With Such Low Interest Rates, What Hope Is There For Income Investors?

With the current UK low interest rate environment, getting a decent income from your investments is pretty tough and many investors have moved into higher yielding, more risky options in the equity and bond markets.

In March 2009, the Bank of England’s Monetary Policy Committee (MPC) cut its Base Rate to a record low 0.5%. Who would have thought that over two years later, Base Rate would still be at 0.5%?

Rates have been pegged at this level because as the latest data shows, the UK economic recovery remains weak. However, inflation is still running at 4.2%, well above the Bank’s 2% target, and this has an impact on savers, as interest rates are so low.

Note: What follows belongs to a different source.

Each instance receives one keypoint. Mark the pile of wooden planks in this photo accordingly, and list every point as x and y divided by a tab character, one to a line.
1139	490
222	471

A pressure group, Save Our Savers, wrote to the MPC about this, pointing out the problems faced by savers and those on fixed incomes. It has calculated that “inflation has reduced the real value of the nation’s cash savings by more than £50 billion over the past 12 months”.

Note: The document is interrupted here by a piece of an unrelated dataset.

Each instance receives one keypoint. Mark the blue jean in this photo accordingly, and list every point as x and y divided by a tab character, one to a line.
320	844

The last couple of years therefore was good news for homeowners with mortgages, but a nightmare for savers.

So what can those investing for income do?

Good income investing is about structuring your investment portfolio with a mix of assets such as cash, equities, fixed interest securities/bonds, collective investments and property to generate the highest possible annual income at the lowest possible risk. Some advisers talk about the 4% rule, that is taking 4% out of your portfolio each year, but this approach has critics as well as advocates.

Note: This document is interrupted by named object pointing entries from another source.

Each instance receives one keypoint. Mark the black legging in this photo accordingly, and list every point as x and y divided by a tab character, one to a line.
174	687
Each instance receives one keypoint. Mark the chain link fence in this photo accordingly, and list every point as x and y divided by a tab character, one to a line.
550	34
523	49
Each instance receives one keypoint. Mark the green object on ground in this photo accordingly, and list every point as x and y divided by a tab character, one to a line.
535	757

Instead, if you are investing for income, your starting point has to be to establish what level of income you really need. You can do this via a simple cash flow calculation, looking at your income and expenditure, and work from that. Your cash flow position can obviously change significantly throughout your life, so you will need to review it regularly.

You then need to think about your long term financial objectives, as well as your attitude to risk, plus the need for access to your capital. This will determine which asset classes are the most appropriate for you to invest in.

If you are looking to supplement your current income, cash plus fixed interest securities, such as government bonds, corporate bonds and corporate bond funds are the obvious starting points. With building society rates and cash Isa options looking fairly unappealing, buying corporate bonds through a managed collective investment scheme might be a better bet.

Another option is commercial property. This would provide good diversification from equities and bonds, with little correlation between the asset classes, and so could be a useful part of a balanced portfolio.

Whilst UK property funds have had a difficult time of late, the market seems to have bottomed out and currently commercial property funds have the potential to provide a good level of income relative to cash.

However, in the current marketplace, equities, with high levels of dividend income, and equity income funds look appealing to many. If you are prepared to accept the volatility of the stock markets, looking at dividend producing equities that provide an attractive, growing income, plus offer the potential for long-term capital growth as well, could be a good option.

The major difference between equity income from dividend producing shares and most other income producing investments, including cash, is that your income has the potential to grow, so your investments can keep ahead of inflation.

Historically, over the longer term, equities have tended to rise and have generally produced better returns than cash or fixed interest securities. Usually, therefore, the longer your investment timeframe the more you can invest in growth investments.

However, if your major need is for income plus ready access to your money, sticking to cash and fixed interest investments makes sense.

There is a huge range of income-producing assets available. Choosing the right options for you will depend on your investment objectives, your time scale, your tax position plus your attitude to risk. This is where you need professional independent financial advice, to help you define your financial objectives and to select the right mix of assets for you. With the right help, a decent investment income may no longer be a thing of the past!